Source: old Winchell columns. Would he give credit where credit was due, when the jokes were not his? Publisher Simon & Schuster "thought so, wherever possible."

Leonard Lyons, who echoes Winchell in trying to raise a hue & cry against Cerf, was also at it himself. His own book would not give other jokesters credit, said he, because all the anecdotes* would be Lyons originals.

Kathleen Morris, whose California estates at Palo Alto and Saratoga used to crawl with celebrities (Alexander Woollcott, Harpo Marx, Edna Ferber, Irvin Cobb et al.) and nieces & nephews (including William Rose Benet's three by his first wife), sold her Palo Alto place for a reported $100,000. But she kept things fairly even by buying another place —something glassy and modern in San Francisco.

Birds of Passage

Mohandas K. Gandhi's youngest son Devadas flew into New York and bowed himself out of a place to lay his head. On a business trip for the Hindustan Times, Managing Editor Gandhi arrived from London at 2:59 a.m., heard that an extra hotel room was available to him, promptly turned it over to a roomless fellow passenger (female), then discovered that he had no extra room. After a small-hour tour of Manhattan on foot and by cab, he wound up in a barber shop at 8 a.m., at last got a room through a helpful fellow customer.
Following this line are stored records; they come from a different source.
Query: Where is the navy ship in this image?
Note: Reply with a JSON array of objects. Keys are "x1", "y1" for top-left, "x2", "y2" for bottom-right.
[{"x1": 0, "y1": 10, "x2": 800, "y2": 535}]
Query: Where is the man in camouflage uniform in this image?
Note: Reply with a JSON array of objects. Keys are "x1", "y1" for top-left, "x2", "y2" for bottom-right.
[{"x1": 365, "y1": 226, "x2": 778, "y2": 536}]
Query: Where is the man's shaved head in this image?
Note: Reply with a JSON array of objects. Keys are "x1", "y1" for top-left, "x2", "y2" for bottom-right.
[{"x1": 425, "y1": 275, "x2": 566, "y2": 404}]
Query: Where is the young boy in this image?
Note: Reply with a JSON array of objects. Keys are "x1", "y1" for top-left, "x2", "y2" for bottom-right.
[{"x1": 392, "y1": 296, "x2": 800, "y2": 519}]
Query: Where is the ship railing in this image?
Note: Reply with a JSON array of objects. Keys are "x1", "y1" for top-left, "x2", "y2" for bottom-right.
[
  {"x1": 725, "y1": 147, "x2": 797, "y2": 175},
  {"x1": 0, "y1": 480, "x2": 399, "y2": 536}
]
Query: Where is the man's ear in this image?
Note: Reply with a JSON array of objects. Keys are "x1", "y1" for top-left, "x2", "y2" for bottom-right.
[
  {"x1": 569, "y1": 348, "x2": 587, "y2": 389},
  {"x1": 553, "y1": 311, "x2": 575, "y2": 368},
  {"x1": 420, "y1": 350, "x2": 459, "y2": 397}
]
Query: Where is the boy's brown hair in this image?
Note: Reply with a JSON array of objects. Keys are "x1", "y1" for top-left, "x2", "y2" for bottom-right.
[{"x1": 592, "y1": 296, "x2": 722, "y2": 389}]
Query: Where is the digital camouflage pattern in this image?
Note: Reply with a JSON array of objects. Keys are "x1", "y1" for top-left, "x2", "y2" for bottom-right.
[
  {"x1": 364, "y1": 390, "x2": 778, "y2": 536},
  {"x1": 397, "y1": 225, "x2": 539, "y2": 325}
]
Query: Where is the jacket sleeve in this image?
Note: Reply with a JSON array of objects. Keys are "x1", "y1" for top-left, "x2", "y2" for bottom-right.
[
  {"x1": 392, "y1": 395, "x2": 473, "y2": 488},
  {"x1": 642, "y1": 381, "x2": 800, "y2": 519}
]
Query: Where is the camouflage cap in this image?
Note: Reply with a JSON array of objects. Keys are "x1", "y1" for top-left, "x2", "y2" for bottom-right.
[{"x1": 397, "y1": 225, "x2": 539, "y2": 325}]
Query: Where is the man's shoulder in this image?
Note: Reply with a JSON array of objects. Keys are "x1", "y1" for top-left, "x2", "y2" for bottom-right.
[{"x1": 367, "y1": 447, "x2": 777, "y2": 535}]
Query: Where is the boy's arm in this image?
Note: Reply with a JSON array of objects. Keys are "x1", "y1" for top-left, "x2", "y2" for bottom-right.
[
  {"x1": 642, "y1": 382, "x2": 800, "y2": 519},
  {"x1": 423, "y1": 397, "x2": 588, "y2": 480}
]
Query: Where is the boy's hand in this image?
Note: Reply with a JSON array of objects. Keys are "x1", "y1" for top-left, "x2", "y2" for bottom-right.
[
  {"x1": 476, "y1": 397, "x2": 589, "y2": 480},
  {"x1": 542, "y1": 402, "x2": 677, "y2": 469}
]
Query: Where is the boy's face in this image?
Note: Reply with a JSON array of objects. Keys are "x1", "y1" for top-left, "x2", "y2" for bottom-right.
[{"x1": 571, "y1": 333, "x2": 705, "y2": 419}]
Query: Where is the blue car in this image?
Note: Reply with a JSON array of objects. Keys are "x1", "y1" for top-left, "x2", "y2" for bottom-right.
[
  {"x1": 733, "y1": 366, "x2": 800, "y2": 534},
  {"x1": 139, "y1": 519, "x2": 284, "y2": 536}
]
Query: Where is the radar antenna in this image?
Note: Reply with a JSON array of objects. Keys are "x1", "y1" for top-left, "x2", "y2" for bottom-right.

Paul V. McNutt, breezy High Commissioner to the Philippines, blew into Seattle (by way of Adak) on the wings of diplomatic singsong. "After Manila," he hummed, "this cool climate is wonderful." Then he added: "After Adak, this warm weather is wonderful."

Mary Pickford flew home from a European junket with some inside dope. Hitler, said she, was not dead at all, but hiding out in the mountains. She had it from a Berlin guide. She said United Artists (one-third owner: Miss Pickford) was having trouble casting One Touch of Venus. "You can't imagine Venus . . . speaking with a Southern accent, or a New England accent, or a Brooklyn accent," she explained, ". . . it must be absolutely pure English."

Annette Kellerman, who knocked another generation's hats off when she pioneered the one-piece bathing-suit, was back in the U.S. at 58 after years of residence in Australia. The famed bathing beauty arrived in San Francisco in unnatural silence and promptly dropped out of sight.

The Marquess of Queensberry, grandson of the man who is synonymous with boxing's rules, dropped into Manhattan "to see the fights"—the Woodcock-Mauriello go this week, the Louis-Conn go next month. The fiddle-fit Marquess, looking 30 at 50, came well-heeled: in either jacket pocket of his pin-stripe suit bobbed a bottle of 22-year-old Scotch.